Solution not in sight

A few days before the regular end of the „Sophia“ mandate, the spokeswoman for EU chief diplomat Federica Mogherini had to officially admit that the Council still sees no solution to the problem in sight. Also, the fact that Italy had closed its ports for rescue ships several times in protest last summer was clearly unable to soften the resistance of the Eastern European EU countries, ahead of Poland and Hungary, to any kind of compromise.

At least since the beginning of the year, the naval operation was in any case on the edge, after Germany decided to provide for the time being no ship of the Bundeswehr more for use.

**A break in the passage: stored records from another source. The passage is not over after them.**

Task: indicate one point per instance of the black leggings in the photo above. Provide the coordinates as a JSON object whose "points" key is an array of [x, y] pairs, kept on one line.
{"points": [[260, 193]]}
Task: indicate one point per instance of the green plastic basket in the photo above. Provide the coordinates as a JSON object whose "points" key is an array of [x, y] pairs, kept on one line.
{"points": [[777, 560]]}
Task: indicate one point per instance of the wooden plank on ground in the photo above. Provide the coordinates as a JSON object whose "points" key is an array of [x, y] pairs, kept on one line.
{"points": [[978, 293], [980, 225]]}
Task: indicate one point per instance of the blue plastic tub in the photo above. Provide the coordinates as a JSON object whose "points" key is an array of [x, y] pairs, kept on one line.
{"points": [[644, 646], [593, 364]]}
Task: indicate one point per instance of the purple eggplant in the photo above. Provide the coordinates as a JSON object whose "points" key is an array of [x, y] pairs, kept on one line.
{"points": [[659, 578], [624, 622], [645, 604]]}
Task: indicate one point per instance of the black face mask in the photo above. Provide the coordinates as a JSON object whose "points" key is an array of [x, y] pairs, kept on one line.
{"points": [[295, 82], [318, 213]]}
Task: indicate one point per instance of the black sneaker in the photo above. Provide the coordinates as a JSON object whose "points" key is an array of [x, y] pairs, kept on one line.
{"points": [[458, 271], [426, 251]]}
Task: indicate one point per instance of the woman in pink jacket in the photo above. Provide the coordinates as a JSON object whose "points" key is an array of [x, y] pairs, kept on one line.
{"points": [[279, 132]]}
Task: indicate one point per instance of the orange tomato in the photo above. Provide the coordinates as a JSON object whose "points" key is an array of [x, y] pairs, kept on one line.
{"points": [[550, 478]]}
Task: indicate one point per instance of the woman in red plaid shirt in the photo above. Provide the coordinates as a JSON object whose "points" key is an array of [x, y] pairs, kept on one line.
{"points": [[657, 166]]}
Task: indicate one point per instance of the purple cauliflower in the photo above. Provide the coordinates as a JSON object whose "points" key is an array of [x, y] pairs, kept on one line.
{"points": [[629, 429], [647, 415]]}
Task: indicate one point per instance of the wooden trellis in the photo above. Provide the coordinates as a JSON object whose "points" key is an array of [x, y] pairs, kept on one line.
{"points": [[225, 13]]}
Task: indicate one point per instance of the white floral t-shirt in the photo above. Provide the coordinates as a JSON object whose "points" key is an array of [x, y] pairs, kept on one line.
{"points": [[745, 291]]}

„Without meaningful tasks“

„We have been sent for about nine months by the Italian command in the most remote corner of the Mediterranean, where there are no smuggling routes and where there are no refugee routes,“ says von der Leyen. „The soldiers have been without meaningful tasks for months.“

The logical consequence of the political stalemate would have actually been to phase out the mandate for the thinned naval deployment later this month. This embarrassing defeat did not want to accept the majority of the member states or the European Commission just before the European elections.

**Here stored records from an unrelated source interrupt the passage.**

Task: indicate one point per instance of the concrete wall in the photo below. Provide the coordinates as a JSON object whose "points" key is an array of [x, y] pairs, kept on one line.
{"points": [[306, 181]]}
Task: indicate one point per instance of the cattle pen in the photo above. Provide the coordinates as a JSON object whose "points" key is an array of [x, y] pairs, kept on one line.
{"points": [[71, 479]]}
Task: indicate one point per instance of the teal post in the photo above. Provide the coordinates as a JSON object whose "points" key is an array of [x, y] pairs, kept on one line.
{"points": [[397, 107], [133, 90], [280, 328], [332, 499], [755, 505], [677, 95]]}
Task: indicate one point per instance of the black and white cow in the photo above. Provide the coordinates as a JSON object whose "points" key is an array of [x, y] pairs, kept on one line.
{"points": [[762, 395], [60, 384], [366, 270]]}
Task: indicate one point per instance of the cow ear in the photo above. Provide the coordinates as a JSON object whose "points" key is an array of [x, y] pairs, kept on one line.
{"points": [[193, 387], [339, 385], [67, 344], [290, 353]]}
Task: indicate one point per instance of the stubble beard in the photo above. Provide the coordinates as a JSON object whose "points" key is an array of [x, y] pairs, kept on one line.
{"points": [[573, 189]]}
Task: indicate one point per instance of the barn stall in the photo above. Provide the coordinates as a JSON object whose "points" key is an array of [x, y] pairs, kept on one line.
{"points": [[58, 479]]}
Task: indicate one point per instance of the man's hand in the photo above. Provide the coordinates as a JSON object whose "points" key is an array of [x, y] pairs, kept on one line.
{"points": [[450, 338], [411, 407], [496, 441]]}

Coast Guard training should continue

Instead, it was decided unanimously to continue the operation „Sophia“ for another six months. With the restriction, of course, that until further notice only helicopters and airplanes will patrol over the area of ​​operation between southern Italy and Libya in order to air reconnaissance. The training of the Libyan Coast Guard should continue.

Paradoxical message

A naval mission without ships? EU foreign policy spokeswoman Mogherini is well aware of the paradoxical message Brussels sends. It is clear that „Sophia“ can not really fulfill her core tasks. These would be: stopping criminal smugglers, fighting illegal smuggling of weapons and oil and saving people from distress.

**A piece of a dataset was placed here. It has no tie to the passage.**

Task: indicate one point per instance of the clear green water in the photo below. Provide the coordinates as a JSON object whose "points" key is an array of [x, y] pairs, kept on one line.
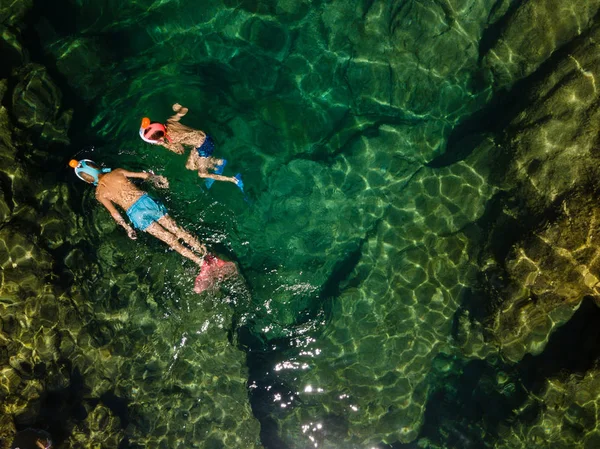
{"points": [[358, 242]]}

However, one continues to work intensively on a solution. Such demands also the EU’s top candidate of the Greens, Ska Keller: „We finally need a rescue, which is coordinated,“ she says. „And people who want to help should be allowed to.“ She calls for a European maritime rescue.

Mogherini himself has repeatedly urged the EU states in recent months to not let Operation „Sophia“ die.

After all, the number of illegally arriving migrants fell by more than 80 percent in the course of the mission. Since the beginning of the European naval presence off the coast of Libya in 2015, however, almost 50,000 migrants have been brought to Italy.